そして、マリンと夏音の別れ。ちょっとやりとりが長かったかなぁ。クールぶっていた夏音が、マリンが海に帰っていくのを見て、海へ足を踏み入れるシーンは良かったですけど。でも、夏音の「あいしてる」のエコーのかかり方は・・・。いや、セリフ自体は良かったんですけどね。

展開自体には煮え切らなさも感じましたが、しっかり盛り上げる展開を見せてくれる最終回だったかな、と。なぜ急に光と闇が溶け合っていくのかとか、よく分からなかったですけどね。でも、人間、光と闇を抱えながら生きていくものである、そういうことはしっかり伝わってくる終わり方だったと思いますよ。

では、『うみものがたり』全話見終わっての感想。

感想は、なかなか面白かったです。

リアリティある心情描写と魔法少女のように変身する高校生、そのことが作品の独自性としてうまく機能すればよかったのですが、なんかアンバランスな感じになっていた印象です。とくに、変身したあとの決めポーズは、この作風には全く合わなかった。
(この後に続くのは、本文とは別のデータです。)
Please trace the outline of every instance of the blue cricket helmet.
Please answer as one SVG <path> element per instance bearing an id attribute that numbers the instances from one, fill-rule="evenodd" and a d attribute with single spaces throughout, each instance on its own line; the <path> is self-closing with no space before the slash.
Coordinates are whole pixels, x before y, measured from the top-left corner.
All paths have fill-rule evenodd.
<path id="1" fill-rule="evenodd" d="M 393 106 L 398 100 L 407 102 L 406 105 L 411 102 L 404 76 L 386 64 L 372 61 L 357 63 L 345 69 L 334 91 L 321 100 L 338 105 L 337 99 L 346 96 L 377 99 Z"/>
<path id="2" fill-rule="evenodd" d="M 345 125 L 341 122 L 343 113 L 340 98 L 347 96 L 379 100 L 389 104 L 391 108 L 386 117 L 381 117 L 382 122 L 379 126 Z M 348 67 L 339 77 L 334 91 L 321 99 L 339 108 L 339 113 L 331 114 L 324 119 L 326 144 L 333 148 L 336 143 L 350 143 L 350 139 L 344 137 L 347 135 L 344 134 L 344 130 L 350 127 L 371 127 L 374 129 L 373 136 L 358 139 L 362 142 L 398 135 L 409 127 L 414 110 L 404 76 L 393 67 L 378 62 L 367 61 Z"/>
でも、作品を通して描かれる登場人物たちの感情の動き、そして変化は、とてもリアルで良かったと思いますよ。人間の表の感情と、自分でも認めたくない裏の感情、それを違和感なく描いていたと思うし、それがしっかりと物語を紡いでいくかたちになっていたと思います。表の感情を光、裏の感情を闇と短絡的な分け方をして話を進めていきましたが、そこにもしっかり意味があったしね。そして、人間どうしの思いのすれ違い、この描かれ方もとても良かった。それはマリンとウリン、夏音と小島くんの関係に顕著でしたけど、人間どうしの誤解や齟齬が物語を引っ張っているし、この人物はこう言っているけど、実際はそんな人ではない、みたいな登場人物たちがそれぞれ視点で他の人物を見ている点も面白かったです。

話の展開としても、まず視聴者に一番近い夏音の闇の部分を取り上げた上で、マリンとウリンの闇をテーマにしていくという順序で、すっと世界のなかに入っていける感じがありました。ほんと人間の描写がうまい作品だったなぁ、と思います。ただ、だからこそよくある魔法少女っぽい部分がなじんでなかったように感じるし、最後に捉え方が変わるとはいえ、光と闇の二項対立的な図式で話を進めていったのは無理があったように思えました。

こう考えてみると、非常におしかった作品のように思えますね。魔法少女の部分がちゃんと作風に溶け合っていれば・・・。